Around 250,000 children in Latifabad and Qasimabad, the worst-hit talukas in Hyderabad district, will receive doses of the new Typbar TCV vaccine, which is the only solution to preventing cases of this type of typhoid.
Researchers and laboratory staff from the AKU have detected over 800 cases of drug-resistant typhoid in Hyderabad alone in a 10-month period between 2016 and 2017. This is an alarming development since only six cases of drug-resistant typhoid were found in the entire country between 2009 and 2014.
“We recently completed a pilot programme in the affected areas that saw high demand for the vaccine from the community and proved that the vaccine could be safely administered,” said Dr Khan.
“The pilot provided us with valuable insights on how to effectively scale up the campaign and we look forward to working with our private sector partners so that we can reach every child in the affected areas.”
The vaccination drive will be conducted over a three- to four-month period by 15 teams of vaccinators from Hyderabad’s health department. They will be working alongside officials from the district health department, the provincial disease surveillance unit, the district administration and local government officials.
Private partners such as the AKU and staff from the Field Epidemiology & Laboratory Training Programme of the Centres for Disease Control & Prevention will also be part of the emergency campaign.
Doses of the vaccine were purchased through funding from the Bill & Melinda Gates Foundation’s Emergency Response programme after the AKU’s researchers presented data on the outbreak – gathered from its extensive laboratory network in Hyderabad – at an international summit in Uganda in April 2017.
The control and prevention of neglected tropical diseases such as typhoid is a global health priority, with targets under Goal 3 of the Sustainable Development Goals calling for the eradication of such diseases by 2030.
Dr Anita Zaidi, director of vaccine development, surveillance and enteric and diarrhoeal diseases at the Bill & Melinda Gates Foundation, supported global efforts to generate evidence of the efficacy of this vaccine against typhoid fever.
“It is unconscionable that children are still dying by the thousands every year from diseases like typhoid that are completely preventable,” said Dr Anita, an AKU alumnus and former chair of the AKU’s Department of Paediatrics and Child Health.
“We are pleased to support the Sindh government’s initiative as part of our overall strategy to combat typhoid through an integrated approach including access to clean water, improved sanitation and immunisation.”

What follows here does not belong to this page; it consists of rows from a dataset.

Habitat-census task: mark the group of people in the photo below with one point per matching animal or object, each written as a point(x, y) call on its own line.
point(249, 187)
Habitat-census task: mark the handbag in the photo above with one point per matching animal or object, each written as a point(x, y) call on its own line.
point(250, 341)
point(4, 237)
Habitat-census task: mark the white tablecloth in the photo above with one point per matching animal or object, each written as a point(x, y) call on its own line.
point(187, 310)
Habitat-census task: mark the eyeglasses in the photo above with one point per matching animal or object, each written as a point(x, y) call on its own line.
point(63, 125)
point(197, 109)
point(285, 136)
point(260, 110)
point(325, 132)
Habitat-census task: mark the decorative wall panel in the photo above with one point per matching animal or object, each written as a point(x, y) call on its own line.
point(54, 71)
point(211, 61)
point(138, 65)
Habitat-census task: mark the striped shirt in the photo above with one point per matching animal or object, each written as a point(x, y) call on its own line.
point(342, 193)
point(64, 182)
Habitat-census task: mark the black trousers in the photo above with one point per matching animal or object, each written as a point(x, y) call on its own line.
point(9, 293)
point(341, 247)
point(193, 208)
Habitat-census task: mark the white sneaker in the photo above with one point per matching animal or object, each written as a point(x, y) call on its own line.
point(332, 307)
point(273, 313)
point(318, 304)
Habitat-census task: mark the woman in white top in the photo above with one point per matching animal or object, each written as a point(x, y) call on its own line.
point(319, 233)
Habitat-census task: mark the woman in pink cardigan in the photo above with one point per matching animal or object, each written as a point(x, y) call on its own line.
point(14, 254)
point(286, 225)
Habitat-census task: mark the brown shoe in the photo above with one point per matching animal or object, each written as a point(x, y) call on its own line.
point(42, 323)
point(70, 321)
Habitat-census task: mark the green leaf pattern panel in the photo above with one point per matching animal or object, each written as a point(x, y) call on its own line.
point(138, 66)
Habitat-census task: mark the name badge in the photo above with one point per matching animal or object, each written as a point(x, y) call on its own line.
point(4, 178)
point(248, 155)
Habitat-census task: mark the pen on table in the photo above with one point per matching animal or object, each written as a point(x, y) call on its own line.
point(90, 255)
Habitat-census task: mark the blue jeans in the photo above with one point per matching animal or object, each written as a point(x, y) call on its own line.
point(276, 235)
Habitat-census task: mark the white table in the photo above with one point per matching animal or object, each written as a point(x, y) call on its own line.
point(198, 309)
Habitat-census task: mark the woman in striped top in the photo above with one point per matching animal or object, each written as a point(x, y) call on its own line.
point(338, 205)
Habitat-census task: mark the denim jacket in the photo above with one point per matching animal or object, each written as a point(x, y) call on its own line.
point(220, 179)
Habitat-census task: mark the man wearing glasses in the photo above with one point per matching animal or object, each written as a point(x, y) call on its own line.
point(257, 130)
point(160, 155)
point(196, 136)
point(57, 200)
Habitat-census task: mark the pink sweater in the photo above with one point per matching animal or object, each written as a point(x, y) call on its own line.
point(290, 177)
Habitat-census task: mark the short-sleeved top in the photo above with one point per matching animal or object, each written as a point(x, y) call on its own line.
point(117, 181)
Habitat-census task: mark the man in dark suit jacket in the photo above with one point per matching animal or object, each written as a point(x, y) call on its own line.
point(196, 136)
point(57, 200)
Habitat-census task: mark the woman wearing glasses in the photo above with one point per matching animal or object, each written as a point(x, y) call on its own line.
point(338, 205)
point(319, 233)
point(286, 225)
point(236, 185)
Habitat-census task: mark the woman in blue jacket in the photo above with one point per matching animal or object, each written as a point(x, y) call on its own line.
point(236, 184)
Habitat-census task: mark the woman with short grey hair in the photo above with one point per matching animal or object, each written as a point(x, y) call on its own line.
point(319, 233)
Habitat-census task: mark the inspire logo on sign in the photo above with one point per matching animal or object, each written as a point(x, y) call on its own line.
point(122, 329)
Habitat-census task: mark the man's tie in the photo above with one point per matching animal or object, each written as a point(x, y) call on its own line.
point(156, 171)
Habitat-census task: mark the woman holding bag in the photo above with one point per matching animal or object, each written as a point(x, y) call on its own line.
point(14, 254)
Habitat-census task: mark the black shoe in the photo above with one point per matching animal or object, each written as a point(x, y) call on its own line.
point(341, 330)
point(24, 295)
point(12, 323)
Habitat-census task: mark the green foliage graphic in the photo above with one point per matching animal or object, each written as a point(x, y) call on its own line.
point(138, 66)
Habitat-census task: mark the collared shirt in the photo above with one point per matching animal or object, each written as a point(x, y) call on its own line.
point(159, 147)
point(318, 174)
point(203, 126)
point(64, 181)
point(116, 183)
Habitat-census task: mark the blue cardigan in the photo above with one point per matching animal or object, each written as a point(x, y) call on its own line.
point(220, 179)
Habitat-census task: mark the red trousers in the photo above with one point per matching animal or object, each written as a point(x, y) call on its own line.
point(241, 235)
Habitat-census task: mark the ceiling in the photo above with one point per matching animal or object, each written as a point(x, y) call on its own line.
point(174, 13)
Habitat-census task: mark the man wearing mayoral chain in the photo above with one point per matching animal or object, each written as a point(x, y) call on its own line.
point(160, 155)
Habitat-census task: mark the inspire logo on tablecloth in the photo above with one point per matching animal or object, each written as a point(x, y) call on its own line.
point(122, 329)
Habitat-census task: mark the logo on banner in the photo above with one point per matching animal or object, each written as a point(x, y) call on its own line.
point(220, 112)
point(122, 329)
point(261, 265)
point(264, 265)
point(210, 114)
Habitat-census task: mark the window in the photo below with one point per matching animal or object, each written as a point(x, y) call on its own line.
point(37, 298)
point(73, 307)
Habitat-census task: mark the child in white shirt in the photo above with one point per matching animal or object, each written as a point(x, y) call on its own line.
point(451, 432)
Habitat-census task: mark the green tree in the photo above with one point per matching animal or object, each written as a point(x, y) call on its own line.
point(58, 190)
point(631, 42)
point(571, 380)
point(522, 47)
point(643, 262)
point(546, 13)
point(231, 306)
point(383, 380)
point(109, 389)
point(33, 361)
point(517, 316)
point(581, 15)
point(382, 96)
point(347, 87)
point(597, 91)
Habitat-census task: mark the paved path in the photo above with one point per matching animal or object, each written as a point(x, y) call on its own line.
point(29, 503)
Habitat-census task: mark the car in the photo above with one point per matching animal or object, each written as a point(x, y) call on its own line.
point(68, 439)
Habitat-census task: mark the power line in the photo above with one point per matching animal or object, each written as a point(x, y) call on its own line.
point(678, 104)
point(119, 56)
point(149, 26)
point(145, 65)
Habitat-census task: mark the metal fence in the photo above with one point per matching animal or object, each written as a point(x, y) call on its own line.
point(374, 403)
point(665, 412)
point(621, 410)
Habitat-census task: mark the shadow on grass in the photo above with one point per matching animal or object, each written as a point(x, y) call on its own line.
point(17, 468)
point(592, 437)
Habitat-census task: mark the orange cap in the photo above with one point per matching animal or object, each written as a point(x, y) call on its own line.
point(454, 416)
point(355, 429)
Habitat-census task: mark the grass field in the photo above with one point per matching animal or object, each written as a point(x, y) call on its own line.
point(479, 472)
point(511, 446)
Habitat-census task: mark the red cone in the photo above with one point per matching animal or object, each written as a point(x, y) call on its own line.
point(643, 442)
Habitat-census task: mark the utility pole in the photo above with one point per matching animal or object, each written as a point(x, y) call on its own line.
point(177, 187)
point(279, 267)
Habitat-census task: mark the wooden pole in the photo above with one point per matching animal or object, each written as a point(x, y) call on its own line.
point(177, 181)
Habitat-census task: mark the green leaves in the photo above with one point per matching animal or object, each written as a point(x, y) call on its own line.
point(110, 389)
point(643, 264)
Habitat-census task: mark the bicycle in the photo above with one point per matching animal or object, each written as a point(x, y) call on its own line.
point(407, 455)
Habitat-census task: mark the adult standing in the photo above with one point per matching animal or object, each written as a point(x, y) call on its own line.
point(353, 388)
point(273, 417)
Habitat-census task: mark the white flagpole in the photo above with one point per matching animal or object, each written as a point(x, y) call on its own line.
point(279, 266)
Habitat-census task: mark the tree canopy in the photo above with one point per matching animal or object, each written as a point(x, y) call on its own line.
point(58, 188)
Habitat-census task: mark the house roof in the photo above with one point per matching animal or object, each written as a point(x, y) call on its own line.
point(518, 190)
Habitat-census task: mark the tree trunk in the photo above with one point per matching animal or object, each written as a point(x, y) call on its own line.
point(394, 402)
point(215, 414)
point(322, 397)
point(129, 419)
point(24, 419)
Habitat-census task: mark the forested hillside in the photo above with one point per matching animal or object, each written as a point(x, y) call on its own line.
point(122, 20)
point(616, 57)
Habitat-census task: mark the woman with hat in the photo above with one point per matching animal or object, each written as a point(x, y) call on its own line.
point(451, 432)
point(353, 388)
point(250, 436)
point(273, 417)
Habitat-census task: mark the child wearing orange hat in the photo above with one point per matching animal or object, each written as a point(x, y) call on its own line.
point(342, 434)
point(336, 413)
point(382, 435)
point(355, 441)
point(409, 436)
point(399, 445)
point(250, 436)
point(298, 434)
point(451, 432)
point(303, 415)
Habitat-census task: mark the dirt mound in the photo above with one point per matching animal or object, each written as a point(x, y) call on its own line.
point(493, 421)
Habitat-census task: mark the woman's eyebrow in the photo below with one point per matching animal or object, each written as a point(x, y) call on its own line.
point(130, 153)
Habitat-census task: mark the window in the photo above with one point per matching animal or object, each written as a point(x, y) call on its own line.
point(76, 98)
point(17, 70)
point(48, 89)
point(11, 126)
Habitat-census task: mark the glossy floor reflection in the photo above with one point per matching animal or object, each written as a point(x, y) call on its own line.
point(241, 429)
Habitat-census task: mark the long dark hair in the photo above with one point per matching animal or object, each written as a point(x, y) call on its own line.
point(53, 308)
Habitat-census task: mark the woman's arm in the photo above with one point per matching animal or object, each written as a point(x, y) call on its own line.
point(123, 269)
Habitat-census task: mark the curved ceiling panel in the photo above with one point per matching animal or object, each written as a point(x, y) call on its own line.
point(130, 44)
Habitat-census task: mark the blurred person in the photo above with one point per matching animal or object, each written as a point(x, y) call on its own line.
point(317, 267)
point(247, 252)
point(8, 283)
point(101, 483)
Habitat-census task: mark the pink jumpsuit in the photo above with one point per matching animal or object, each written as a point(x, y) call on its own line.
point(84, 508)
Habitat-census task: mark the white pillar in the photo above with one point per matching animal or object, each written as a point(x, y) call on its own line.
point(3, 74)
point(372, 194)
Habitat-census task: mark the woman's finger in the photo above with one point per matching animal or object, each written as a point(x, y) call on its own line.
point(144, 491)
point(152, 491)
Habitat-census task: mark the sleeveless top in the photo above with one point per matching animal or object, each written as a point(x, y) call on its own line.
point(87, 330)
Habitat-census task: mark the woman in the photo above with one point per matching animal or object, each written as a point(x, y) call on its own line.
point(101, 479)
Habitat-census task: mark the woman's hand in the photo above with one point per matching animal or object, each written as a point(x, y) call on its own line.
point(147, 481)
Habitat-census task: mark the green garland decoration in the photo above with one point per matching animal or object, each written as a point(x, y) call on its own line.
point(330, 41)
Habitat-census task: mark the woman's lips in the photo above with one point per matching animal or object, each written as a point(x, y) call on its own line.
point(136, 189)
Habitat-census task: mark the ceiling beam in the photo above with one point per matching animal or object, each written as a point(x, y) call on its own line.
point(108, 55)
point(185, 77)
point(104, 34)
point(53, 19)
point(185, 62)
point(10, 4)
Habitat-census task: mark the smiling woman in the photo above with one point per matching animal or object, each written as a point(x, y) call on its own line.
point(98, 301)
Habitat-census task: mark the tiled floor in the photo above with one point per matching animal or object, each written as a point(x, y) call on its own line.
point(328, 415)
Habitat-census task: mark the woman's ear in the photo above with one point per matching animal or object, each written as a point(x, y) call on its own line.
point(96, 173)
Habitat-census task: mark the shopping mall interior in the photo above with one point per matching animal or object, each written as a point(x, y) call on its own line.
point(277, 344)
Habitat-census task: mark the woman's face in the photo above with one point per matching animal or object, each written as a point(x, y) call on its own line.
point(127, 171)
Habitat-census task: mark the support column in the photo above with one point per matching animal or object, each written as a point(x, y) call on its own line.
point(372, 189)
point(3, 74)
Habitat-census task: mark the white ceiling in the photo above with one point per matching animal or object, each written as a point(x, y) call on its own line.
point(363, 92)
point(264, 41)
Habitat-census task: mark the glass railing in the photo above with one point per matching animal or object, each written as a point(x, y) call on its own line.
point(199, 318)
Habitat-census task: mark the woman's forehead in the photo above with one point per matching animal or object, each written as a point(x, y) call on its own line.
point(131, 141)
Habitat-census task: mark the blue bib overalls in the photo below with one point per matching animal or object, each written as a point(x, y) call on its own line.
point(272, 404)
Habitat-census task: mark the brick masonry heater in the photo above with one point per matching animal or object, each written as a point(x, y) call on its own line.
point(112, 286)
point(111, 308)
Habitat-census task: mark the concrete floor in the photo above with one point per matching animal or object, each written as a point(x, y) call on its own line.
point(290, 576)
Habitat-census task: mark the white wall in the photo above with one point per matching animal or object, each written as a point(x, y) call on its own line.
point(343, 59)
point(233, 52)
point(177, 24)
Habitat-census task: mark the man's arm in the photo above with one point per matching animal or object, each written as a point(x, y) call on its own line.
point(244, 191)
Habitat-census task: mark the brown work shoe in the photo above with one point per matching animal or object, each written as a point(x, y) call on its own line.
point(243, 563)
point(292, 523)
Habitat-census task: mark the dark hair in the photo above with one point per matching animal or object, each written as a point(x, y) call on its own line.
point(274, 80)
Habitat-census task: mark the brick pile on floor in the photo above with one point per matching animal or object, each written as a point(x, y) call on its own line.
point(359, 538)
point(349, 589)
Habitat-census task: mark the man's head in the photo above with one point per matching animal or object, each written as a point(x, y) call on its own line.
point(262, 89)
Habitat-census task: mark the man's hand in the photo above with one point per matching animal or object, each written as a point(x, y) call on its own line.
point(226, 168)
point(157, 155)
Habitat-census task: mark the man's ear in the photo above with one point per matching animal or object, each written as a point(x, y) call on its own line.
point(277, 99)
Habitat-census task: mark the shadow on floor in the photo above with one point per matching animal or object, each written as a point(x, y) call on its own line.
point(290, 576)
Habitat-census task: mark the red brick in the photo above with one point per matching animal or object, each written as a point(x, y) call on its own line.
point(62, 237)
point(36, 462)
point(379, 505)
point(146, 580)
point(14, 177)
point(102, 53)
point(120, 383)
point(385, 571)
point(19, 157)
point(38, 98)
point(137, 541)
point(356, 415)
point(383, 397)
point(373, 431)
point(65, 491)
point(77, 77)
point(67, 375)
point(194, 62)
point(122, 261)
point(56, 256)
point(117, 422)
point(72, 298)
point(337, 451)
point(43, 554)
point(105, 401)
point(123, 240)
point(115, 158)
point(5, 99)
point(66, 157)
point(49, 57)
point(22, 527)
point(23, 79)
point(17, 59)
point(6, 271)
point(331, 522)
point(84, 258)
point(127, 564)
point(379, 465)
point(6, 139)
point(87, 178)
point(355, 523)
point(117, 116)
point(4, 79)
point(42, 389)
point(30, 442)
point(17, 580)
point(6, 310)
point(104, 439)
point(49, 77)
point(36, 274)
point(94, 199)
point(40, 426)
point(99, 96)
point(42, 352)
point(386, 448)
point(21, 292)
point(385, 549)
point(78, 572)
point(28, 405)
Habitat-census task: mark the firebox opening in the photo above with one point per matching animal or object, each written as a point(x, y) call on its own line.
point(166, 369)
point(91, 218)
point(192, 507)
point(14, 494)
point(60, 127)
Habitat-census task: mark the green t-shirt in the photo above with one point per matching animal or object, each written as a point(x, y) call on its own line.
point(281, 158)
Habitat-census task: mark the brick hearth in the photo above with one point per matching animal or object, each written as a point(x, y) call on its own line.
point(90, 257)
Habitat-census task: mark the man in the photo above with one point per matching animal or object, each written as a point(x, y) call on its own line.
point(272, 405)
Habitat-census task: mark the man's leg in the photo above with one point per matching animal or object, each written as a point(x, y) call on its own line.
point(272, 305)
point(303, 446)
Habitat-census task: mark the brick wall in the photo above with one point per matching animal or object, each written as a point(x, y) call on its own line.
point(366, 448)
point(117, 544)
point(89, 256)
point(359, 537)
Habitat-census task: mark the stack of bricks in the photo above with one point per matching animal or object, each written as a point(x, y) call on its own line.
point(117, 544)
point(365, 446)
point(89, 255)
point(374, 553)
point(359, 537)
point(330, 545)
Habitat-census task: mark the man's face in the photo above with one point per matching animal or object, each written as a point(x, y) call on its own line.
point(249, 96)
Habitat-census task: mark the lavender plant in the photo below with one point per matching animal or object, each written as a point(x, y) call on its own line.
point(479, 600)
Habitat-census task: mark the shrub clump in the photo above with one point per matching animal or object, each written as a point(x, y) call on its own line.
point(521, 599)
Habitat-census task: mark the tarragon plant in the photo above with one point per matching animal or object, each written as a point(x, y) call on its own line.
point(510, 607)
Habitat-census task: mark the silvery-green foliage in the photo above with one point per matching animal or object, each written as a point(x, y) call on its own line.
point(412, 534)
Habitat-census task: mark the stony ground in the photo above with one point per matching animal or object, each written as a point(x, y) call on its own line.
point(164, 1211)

Researchers from the AKU will be collecting data during the four-month vaccination drive to assess the impact of the typhoid conjugate vaccine in an outbreak setting.
Findings from the study will inform efforts to tackle outbreaks of typhoid in other parts of the world and to investigate if the vaccine should be made part of Pakistan’s national immunisation programme.
Prof Rumina Hasan and Asst Prof Sadia Shakoor of the AKU’s Department of Pathology and Laboratory Medicine and Dr Mohammad Tahir Yousafzai, senior instructor (research) at the Department of Paediatrics and Child Health, were also involved in the research and advocacy efforts to generate evidence on the prevalence of drug-resistant typhoid in Hyderabad.